1H22 results miss our expectations
Digital China Information Service Company Ltd (DCITS) announced its 1H22 results: Revenue fell 9.9% YoY to Rmb4.44bn, attributable net profit declined 34.2% YoY to Rmb116mn, and recurring net profit decreased 44.8% YoY to Rmb91mn. In 2Q22, revenue slid 12.8% YoY to Rmb2.52bn, attributable net profit dropped 38.1% YoY to Rmb85mn, and recurring net profit fell 43.2% YoY to Rmb74mn. The firm’s 1H22 results missed our expectations, mainly due to the COVID-19 resurgence weighing on the firm’s on-site bidding and project deliveries in tier-1 cities.
Trends to watch
On-site bidding and deliveries of fintech projects under pressure from COVID-19 in tier-1 cities; upbeat on upgrades and demand for import substitution of bank IT products over long term. In 1H22, DCITS’ revenue from financial institutions, governments & enterprises, and operators reached Rmb2.05bn (+1.28% YoY), Rmb1.42bn (-14.72% YoY), and Rmb761mn (-24.90%YoY), mainly due to the adverse impact from COVID-19 resurgences on the firm’s business expansion and project bidding and deliveries.
Business with financial institutions. Financial software services: In 1H22, DCITS’s revenue from financial software services rose 11.49% YoY to Rmb1.1bn. The firm maintains a leading position in core banking systems, microservices platforms, and open banking systems, which has allowed it to win orders from key clients. Specifically, in 1H22 the total value of its orders from China’s six largest state-owned banks amounted to Rmb0.4bn (+26% YoY), with that from joint-stock banks rising 10% YoY. Moreover, the firm has secured orders from Postal Savings Bank of China and China Bohai Bank for its core banking IT systems. Financial software and hardware: In 1H22, the firm won Rmb760mn in orders (revenue recognized but products not yet delivered) for its financial software and hardware from clients such as Bank of China (over Rmb100mn), and provided a wide range of fintech solutions to several leading regional banks such as Bank of Beijing and Bank of Shanghai.

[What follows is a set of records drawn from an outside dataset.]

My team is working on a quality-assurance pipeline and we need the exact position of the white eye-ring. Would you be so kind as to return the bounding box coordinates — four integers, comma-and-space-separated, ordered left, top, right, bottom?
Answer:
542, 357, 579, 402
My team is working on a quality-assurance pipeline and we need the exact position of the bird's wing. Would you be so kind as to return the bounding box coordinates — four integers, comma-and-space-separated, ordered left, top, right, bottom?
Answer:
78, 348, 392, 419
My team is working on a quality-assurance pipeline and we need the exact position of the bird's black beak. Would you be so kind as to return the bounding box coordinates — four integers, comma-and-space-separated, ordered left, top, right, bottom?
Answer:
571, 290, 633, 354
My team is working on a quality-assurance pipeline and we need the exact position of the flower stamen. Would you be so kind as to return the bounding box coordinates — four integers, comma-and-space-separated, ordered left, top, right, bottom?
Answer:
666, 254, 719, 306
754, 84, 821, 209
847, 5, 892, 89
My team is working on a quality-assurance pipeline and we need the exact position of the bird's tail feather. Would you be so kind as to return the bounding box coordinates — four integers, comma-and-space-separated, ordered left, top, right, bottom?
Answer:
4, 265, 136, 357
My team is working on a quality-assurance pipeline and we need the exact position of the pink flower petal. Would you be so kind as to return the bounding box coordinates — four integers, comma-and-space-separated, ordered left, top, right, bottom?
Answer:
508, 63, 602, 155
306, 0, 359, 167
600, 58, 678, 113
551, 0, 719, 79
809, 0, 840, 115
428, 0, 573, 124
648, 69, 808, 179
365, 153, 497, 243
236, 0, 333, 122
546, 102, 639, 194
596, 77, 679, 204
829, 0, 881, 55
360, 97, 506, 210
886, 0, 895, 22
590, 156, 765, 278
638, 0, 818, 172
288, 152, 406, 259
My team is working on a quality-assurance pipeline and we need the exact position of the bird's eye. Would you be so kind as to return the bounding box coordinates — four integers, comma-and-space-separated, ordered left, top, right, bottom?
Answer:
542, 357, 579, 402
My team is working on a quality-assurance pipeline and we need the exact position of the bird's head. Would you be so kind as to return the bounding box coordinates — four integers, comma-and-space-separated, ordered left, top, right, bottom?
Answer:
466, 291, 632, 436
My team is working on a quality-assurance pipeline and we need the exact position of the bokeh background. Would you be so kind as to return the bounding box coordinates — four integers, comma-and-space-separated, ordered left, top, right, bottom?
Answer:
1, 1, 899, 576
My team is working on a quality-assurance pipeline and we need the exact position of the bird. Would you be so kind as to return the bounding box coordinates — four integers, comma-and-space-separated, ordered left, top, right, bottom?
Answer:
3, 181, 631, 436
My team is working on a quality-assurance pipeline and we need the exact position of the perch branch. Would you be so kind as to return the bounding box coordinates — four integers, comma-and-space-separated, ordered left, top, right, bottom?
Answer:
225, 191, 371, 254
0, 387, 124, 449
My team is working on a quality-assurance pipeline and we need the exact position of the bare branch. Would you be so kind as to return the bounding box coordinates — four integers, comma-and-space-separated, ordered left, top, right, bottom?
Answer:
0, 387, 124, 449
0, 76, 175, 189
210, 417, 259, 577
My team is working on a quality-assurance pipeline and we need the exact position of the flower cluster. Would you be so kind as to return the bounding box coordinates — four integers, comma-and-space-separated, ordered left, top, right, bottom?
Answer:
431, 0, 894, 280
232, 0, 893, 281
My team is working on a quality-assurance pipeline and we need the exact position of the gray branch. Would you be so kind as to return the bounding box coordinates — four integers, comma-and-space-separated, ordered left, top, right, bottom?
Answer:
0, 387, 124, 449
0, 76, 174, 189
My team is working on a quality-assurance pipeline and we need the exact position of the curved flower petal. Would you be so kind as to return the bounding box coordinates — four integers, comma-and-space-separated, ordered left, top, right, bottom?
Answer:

GM and net profit disappoint due to COVID-19 resurgence. In 1H22, the firm’s gross margin (GM) fell 0.5ppt YoY to 17.7% due to delayed project deliveries amid COVID-19. In 1H22, the selling and G&A expense ratios rose 0.3ppt and 0.2ppt YoY to 4.1% and 2.3% mainly because staff expenses remained fixed and deferred revenue recognition put profit margins under pressure. In 1H22, the R&D selling expense ratio rose 0.3ppt YoY to 5.6% on rising labor costs amid intense competition for high-quality financial technology professionals.
Demand for bank IT systems to remain strong; DCITS provides full-range fintech products and services to support bank digitalization. DCITS continued to upgrade its fintech product mix and solution offerings, enabling itself to maintain leadership in segments such as core banking systems. The firm strives to seize opportunities for growth backed by its one-stop service capability and partnerships with players in the fintech ecosystem such as Tencent. We remain upbeat on growing demand for upgrades and import substitution of bank IT systems. Thus, we see ample growth potential for the firm, bolstered by its leadership in high-quality products and solutions in the fintech industry.
Financials and valuation
Considering the COVID-19 resurgence has weighed on the firm’s project deliveries, we trim our 2022 and 2023 revenue forecasts 4.6% and 4.2% to Rmb11.76bn and Rmb13.10bn, and lower our attributable net profit forecast 11.1% to Rmb400mn for 2022 and 15.1% to Rmb446mn for 2023. We are upbeat on strong demand for banking IT systems and the firm’s long-term growth prospects. We maintain OUTPERFORM and our target price at Rmb14 (34x 2022e and 31x 2023e P/E), offering 30.6% upside. The stock is trading at 26x 2022e and 24x 2023e P/E.
Risks
Project deliveries and/or expansion of product lines disappoint; more intense competition in the banking IT system market.